Sen. Dianne Feinstein (D-CA) has called on the Federal Energy Regulatory Commission to pay close attention to natural gas traded between November 2000 and May 2001 as it continues to investigate allegedly fraudulent and manipulative trading practices in California and other western energy markets during the critical 2000-2001 period.

“It is my strong suspicion that gas trading played a critical role in the western energy crisis, particularly in this six-month time period,” she said in a May 24 letter to Chairman Pat Wood. Gas prices spiked to as much as $60/Dth during then, or about 25 times higher than normal and about eight time higher than it was in the San Juan Basin, she noted.

Warranting particular attention, Feinstein said, are the phony “wash” trades of energy companies. At least four of these companies — Dynegy Inc., Reliant, Duke Energy and Enron — were “key players” in California at the time of the energy shortages and blackouts, she noted.

“The only purpose of ‘wash trades’ is deception.
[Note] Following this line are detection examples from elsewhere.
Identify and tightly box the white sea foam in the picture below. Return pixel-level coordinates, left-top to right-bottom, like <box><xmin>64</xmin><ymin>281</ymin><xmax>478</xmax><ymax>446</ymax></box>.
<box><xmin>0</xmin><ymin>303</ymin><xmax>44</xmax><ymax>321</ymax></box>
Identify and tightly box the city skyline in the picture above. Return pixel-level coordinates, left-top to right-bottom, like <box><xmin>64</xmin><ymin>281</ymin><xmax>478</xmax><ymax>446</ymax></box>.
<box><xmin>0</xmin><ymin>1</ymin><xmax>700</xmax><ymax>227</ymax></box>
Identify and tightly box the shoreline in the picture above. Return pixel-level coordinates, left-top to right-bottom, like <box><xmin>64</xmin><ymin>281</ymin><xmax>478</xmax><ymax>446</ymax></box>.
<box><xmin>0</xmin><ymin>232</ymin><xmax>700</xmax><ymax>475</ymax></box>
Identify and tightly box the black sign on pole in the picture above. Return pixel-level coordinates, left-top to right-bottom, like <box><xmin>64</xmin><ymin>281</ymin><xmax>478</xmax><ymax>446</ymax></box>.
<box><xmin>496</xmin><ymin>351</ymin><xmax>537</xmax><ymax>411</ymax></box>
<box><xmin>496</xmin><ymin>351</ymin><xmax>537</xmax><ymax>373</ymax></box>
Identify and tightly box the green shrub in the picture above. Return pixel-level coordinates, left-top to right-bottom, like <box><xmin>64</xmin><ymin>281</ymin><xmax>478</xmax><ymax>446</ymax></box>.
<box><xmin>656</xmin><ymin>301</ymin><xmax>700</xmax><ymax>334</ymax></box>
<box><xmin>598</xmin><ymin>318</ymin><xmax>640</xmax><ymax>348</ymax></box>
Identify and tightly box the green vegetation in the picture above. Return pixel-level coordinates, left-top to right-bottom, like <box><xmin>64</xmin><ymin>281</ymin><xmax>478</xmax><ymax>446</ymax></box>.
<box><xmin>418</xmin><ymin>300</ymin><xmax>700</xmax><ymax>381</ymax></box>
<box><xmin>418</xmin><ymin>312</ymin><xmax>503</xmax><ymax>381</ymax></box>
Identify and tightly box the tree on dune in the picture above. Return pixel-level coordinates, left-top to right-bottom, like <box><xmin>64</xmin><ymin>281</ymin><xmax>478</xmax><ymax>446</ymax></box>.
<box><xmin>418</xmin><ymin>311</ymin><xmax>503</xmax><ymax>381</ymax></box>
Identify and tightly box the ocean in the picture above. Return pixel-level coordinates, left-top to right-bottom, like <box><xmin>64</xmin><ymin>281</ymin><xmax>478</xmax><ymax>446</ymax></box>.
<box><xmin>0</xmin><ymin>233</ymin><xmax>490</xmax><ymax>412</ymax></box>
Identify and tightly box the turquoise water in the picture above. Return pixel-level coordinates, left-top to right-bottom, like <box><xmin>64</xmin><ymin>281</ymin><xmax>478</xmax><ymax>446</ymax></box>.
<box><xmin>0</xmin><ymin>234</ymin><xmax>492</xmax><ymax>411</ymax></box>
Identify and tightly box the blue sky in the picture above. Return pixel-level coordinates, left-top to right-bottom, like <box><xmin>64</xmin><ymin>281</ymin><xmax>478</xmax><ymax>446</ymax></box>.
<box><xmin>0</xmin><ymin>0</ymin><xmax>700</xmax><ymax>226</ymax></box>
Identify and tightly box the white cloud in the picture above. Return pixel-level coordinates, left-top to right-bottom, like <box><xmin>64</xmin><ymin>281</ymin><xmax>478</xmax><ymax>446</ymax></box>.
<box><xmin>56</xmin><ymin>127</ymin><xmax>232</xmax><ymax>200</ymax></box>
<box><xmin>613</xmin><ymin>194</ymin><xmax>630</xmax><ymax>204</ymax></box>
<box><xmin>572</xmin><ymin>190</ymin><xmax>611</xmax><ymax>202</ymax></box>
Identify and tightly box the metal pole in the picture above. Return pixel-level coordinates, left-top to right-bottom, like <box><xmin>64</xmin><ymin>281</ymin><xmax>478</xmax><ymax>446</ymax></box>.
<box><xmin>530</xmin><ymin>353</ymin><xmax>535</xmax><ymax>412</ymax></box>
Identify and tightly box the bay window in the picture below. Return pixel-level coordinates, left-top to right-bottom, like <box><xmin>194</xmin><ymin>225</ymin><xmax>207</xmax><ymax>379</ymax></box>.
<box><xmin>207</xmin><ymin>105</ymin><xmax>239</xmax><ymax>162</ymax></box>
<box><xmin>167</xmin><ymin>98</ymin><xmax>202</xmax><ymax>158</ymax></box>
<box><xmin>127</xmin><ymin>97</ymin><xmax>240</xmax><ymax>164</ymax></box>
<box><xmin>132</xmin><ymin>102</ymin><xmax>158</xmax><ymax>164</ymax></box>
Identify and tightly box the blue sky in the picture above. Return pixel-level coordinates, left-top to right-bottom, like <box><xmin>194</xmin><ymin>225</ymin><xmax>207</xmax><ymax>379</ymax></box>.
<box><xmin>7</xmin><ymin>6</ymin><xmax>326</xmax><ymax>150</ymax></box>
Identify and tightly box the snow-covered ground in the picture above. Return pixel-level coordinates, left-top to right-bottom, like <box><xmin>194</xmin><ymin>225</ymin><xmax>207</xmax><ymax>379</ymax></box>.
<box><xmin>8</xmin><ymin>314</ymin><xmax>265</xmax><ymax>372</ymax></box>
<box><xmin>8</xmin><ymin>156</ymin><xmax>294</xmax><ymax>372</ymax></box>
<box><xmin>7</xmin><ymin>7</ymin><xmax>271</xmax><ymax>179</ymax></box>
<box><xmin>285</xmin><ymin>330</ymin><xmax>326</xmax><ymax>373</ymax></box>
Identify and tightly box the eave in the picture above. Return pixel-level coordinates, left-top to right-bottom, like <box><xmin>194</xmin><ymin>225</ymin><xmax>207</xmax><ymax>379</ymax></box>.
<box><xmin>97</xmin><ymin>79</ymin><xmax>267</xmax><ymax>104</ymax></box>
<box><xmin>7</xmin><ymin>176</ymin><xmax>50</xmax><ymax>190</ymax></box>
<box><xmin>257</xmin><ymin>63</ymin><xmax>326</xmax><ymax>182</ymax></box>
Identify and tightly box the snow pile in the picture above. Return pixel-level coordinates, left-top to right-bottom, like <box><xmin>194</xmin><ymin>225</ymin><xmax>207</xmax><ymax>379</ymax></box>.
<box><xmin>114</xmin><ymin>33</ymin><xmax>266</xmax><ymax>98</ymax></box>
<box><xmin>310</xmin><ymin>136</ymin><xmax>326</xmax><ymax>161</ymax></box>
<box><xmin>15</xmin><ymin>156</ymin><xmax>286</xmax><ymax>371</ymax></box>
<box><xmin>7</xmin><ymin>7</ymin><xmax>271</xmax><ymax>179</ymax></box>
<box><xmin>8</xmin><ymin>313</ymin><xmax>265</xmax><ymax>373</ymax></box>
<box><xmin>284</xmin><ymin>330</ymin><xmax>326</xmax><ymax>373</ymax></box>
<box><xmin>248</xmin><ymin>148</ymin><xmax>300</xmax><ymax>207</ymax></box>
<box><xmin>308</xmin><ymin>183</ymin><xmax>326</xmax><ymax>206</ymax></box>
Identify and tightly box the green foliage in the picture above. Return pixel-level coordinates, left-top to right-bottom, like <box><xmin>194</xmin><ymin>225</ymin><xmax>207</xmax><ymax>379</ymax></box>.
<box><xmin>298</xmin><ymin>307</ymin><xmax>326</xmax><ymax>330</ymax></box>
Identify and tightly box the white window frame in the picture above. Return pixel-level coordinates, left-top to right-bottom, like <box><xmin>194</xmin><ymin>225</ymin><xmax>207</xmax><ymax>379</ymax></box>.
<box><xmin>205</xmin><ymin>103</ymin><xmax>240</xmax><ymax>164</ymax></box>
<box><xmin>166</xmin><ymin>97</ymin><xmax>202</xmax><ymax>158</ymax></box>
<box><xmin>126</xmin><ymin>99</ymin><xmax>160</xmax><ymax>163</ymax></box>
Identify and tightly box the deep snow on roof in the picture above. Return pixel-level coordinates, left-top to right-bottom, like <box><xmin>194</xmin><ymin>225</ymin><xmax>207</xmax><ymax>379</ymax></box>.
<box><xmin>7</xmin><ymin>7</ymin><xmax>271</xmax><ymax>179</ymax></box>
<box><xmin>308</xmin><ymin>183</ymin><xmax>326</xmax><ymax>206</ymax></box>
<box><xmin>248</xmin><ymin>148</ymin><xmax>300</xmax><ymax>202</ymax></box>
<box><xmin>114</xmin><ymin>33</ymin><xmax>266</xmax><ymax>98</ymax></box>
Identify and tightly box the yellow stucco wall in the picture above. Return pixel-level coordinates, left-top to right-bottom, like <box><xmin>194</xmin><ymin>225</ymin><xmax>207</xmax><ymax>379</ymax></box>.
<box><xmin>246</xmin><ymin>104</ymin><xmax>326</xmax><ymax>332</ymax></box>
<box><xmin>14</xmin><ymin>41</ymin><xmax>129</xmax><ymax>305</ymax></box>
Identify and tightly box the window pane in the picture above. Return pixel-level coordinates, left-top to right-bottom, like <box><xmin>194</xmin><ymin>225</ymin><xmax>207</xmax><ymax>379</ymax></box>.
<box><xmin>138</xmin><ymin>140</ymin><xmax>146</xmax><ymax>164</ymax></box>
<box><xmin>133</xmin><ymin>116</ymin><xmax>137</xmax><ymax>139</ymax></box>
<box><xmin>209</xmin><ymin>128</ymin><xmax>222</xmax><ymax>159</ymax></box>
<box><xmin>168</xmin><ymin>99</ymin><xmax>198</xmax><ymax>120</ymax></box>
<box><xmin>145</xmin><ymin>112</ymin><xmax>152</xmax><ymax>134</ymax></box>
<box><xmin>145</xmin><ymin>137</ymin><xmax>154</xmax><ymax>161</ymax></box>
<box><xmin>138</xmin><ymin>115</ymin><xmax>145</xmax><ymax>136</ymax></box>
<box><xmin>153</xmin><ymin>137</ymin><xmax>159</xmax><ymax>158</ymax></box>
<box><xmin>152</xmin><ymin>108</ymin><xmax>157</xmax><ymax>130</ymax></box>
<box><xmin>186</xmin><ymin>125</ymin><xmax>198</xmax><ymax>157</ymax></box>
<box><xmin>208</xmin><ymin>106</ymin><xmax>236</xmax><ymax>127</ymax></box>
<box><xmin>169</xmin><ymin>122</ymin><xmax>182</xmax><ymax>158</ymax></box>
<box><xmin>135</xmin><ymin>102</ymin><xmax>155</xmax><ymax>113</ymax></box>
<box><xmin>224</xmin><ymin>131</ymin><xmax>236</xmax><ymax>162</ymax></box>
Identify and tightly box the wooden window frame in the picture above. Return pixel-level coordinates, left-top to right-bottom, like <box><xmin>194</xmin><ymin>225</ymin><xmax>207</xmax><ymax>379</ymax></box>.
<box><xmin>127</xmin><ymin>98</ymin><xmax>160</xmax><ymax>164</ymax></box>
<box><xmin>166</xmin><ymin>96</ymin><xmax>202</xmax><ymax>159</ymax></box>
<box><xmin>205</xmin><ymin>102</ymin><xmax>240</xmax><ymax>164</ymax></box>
These bogus trades could very well have contributed to higher energy prices by providing false signals to the market and increasing benchmark index prices and peg prices in derivatives trades. Wash trades could also give the false impression that an exchange is legitimate. At a minimum, wash trades contributed to inflated earnings and perhaps artificially high stock prices as well,” she told Wood.

Dynegy, Reliant Resources and CMS Energy already have admitted to engaging in either gas or power “wash” trades, but they contend that these transactions were mostly designed to boost their trading volumes and revenues, and did not affect earnings or prices (See NGI, May 20). Both the FERC and the Securities and Exchange Commission are investigating the bogus trades.

In addition to focusing on the “wash” trades, Feinstein advised the Commission to examine the “actual volumes traded and which companies were actually doing the trading” in the market during the six-month period. “If the gas volumes traded were very low, it could indicate that one or more companies were gaming the market,” she said.